Morrison, now treasurer, is well removed, and there is little interest in grilling him about his past comments. In interviews on Sky, 3AW and 2GB on Monday he was not quizzed about his pugilistic stand in the Save the Children affair.
Contrition is not forthcoming – so far SCA has not received an apology for those workers being marched off Nauru for no good reason.
In the context of apologies, it is worth noting how quick Dutton was to say sorry for an offensive text about her that he mistakenly sent journalist Sam Maiden in the Jamie Briggs scandal.
In contrast, there has been no apology by Dutton to Greens senator Sarah Hanson-Young, whom he trashed last year over her claim that she was spied on while in Nauru. Dutton said she was an “embarrassment to our country”. Hanson-Young’s allegations turned out to be true.
Dutton saw Hanson-Young as a soft target, and was cavalier at the time and no doubt later about whether what he said was right or wrong. But he knew Malcolm Turnbull would come down on his head if he didn’t apologise to Maiden.
Negotiations with SCA started a few weeks ago – it is assumed on the basis of the Doogan report which the government has had for some time – and no doubt eventually there will be some compensation.

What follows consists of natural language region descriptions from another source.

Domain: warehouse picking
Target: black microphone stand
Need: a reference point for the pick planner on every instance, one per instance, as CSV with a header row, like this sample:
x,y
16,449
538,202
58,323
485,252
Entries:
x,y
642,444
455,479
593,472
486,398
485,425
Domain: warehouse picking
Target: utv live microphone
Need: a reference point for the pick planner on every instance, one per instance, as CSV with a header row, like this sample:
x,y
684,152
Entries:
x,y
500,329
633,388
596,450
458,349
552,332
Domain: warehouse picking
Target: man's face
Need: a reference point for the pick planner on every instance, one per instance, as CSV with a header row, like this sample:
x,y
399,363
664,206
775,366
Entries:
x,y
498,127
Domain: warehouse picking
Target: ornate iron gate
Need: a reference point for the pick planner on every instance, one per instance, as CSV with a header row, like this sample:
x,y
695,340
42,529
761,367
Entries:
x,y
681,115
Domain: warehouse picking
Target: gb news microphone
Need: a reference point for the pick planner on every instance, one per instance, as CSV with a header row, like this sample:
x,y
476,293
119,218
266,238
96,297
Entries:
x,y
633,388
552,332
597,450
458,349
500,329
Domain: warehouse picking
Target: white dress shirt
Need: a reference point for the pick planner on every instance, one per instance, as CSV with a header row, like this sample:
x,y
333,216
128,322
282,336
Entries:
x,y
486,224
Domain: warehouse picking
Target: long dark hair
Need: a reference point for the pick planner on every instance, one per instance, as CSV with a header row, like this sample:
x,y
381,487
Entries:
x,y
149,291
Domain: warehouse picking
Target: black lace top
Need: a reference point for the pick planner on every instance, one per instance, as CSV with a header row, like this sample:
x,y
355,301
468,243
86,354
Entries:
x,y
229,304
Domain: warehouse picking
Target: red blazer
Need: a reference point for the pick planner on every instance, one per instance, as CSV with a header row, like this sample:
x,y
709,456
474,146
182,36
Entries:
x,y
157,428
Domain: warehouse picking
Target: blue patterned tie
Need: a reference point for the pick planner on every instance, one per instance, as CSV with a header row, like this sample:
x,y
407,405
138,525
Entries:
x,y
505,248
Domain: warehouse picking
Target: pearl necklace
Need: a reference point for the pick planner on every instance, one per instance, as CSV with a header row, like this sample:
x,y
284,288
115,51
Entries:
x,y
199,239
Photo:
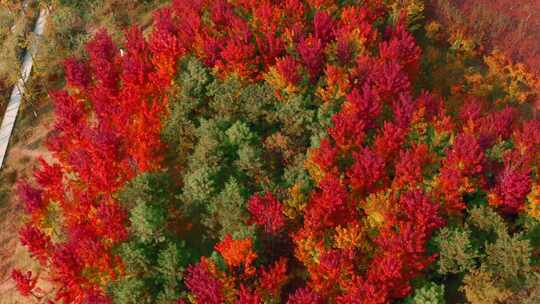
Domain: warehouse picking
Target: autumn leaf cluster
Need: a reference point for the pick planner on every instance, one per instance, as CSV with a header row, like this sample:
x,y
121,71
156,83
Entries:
x,y
288,152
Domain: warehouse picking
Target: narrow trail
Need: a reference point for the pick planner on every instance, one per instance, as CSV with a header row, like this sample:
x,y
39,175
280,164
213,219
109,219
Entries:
x,y
19,160
14,104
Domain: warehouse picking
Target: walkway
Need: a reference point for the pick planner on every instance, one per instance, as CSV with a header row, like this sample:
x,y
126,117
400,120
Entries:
x,y
12,109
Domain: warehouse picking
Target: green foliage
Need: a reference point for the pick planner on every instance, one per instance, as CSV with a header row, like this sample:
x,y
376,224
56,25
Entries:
x,y
430,293
154,258
148,221
509,258
457,253
130,291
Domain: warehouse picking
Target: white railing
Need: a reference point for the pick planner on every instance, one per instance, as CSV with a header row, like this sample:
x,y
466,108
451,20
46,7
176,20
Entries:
x,y
10,116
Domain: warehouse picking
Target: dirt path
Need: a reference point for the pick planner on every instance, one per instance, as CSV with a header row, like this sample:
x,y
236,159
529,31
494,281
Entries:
x,y
20,161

But the government has already added insult to the injury it inflicted by its treatment of the SCA workers. With SCA’s contract to provide services on Nauru running out late last year, the tender for the new contract was cast in such a way that SCA was ineligible to apply. The contract went to Broadspectrum (the new name for Transfield Services), which runs the centre – just further reducing the already minimal transparency of what happens on Nauru.
Turnbull should ensure there is a formal apology – delivered at ministerial level – to SCA for what happened in 2014. This should not wait for the compensation negotiations to conclude.
More importantly, Turnbull should be facing up to the challenge of the future of the people held on Nauru and Manus Island. His failure to do so thus far is receiving too little public scrutiny.